# 1963 Ford Thunderbird



## CarCrazyDiecast (Jan 11, 2007)

Some before and after pictures of an old Palmer model of a 1963 Ford Thunderbird recently finished. Palmer models were quite inexpensive in the early 1960s, costing between 29 cents to 98 cents at retail. The quality, fit and details were not on par with other kits of the era as noted by the plain, single, generic hubcap/wheel units used in most of their models. The unflattering 'hubcaps' consisted of two cross pieces to resemble popular 'spinner' hubs of the times. Also, the same plastic tires were standard on most of their models, too, and had "Palmer Tires" inscribed on them.
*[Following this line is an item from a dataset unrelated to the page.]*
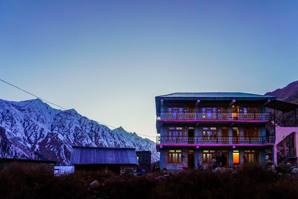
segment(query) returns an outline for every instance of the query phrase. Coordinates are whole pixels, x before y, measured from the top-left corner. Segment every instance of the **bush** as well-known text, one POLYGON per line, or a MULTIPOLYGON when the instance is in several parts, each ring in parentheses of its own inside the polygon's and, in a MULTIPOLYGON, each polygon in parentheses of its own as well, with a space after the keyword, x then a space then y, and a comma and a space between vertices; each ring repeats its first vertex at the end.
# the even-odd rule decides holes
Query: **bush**
POLYGON ((39 167, 15 165, 0 171, 0 198, 298 198, 298 176, 279 175, 258 165, 236 171, 184 171, 163 176, 97 172, 55 176, 39 167), (90 189, 97 180, 99 187, 90 189))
The models' body sides were fastened to one-piece interiors as well as the simple two-rail chassis with just an engine, rear end piece, and a fuel tank attached. The wheels were static and didn't turn. Only 'opening' parts would be the hoods if not glued in place. 

The Thunderbird here was missing the entire front grille piece, so a custom front facia and grille were made using spare parts from other 1/24 scale kits. The Mercedes-Benz look-alike piece is from an SMP 1961 Chevrolet Corvair Monza 3-in-1 customizing kit. Not sure if window glass was included in the original kit or not. The chrome dual exhaust tips were the same in almost all their kits. 

Thanks for looking ....




BEFORE















AFTER


----------



## chuck_thehammer (Oct 24, 2007)

don't matter.. I still like it......


----------



## -Hemi- (May 5, 2014)

NICE save!!!! Sadly tho, the rear looks a bit to low, is the rear on the right side of the suspension as I think if reversed from where it is, would give a slight "rake" look to the 'bird....

NICE tho! Love seeing the old models from way back when!


----------



## whiskeyrat (May 7, 2012)

Agreed nice save! Never heard of Palmer models before (am I too young even at 44?) but you're right it does sort of look like an econo-kit. No clear plastic for the windows?


----------